# Best Bait & Tackle store?



## getbent (Oct 2, 2007)

Wheres the best tackle store in the p-cola area? Who has the best prices, inventory, customer service?


----------



## willie joe (Oct 4, 2007)

OUTCAST FISHING AND HUNTING 3520 Barrancus ave 32507 

457-1450


----------



## JoshH (Sep 28, 2007)

Lost Key and Outcast OWN. Both are great stores but I give a SLIGHT edge to Lost Key because the prices are a little better, but then again Outcast has Live Bait.


----------



## FlounderAssassin (Sep 28, 2007)

im not sure the exact name of it but there is a bait store on 10 mile road...he doesnt have a big place or a LOT of inventory but what he lacks in inventory he sure makes up in customer service!!!! if you turn west on 10 mile off of hwy 29 its just past the rr tracks on the left...


----------



## Lyin Dog (Oct 1, 2007)

if you're looking for inshore or light off shore, then *Lost Key Bait and Tackle* is the store. They have tons of stock and great prices. If you're going offshore, then *Outcast* is the store.


----------



## Lyin Dog (Oct 1, 2007)

> *FlounderAssassin (10/21/2007)*im not sure the exact name of it but there is a bait store on 10 mile road...he doesnt have a big place or a LOT of inventory but what he lacks in inventory he sure makes up in customer service!!!! if you turn west on 10 mile off of hwy 29 its just past the rr tracks on the left...
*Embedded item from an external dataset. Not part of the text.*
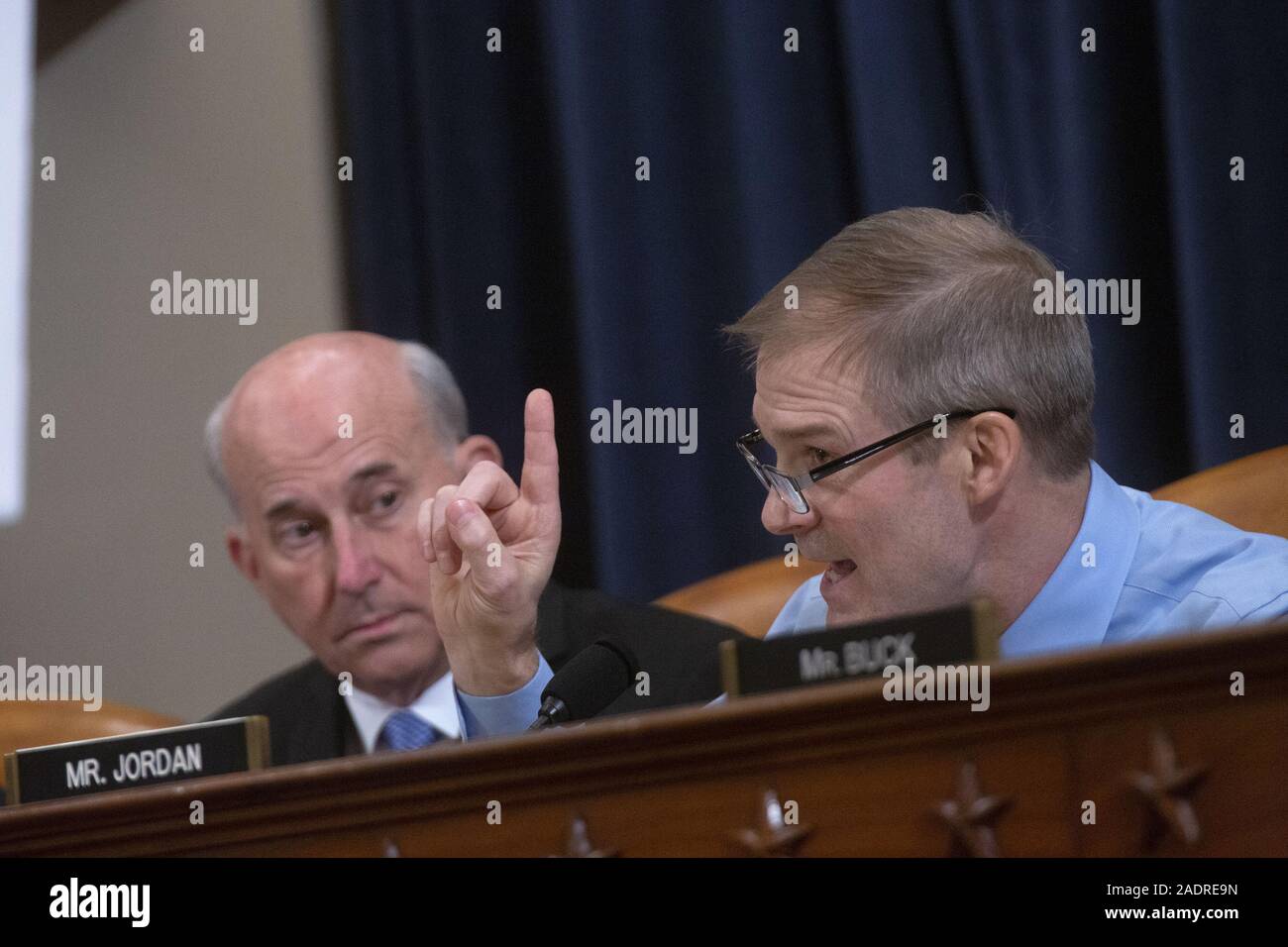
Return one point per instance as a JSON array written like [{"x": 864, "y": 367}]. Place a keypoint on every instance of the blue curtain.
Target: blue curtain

He's a nice guy, as is his wife. It is a small store though.


----------



## John B. (Oct 2, 2007)

Gulf Breeze Bait And Tackle.

great people, great service, great products.:bowdown


----------



## whipper snapper (Sep 30, 2007)

outcast is very helpfull and attentive of me, although they never have live bait or the new penny 3" or nuclear chicken 3". i think alot of shops sucess is a matter of convenience. i hear wonderful things about lost key from everyone i know that has shopped there but, it would be 40 minutes out of my way. i do alot of business with gulf breeze b&t, sometimes they aren't so friendly and act like i am beneath them but they are on the way to shoreline and always have my bait. i guess i would go with gulf breeze b&t because of inventory and convenience.


----------



## John B. (Oct 2, 2007)

Will!!!... you avatar is GREAT!:bowdown:clap


----------



## 1923 (Oct 3, 2007)

Willie Joe you are biased! your vote counts as 1/2 !!!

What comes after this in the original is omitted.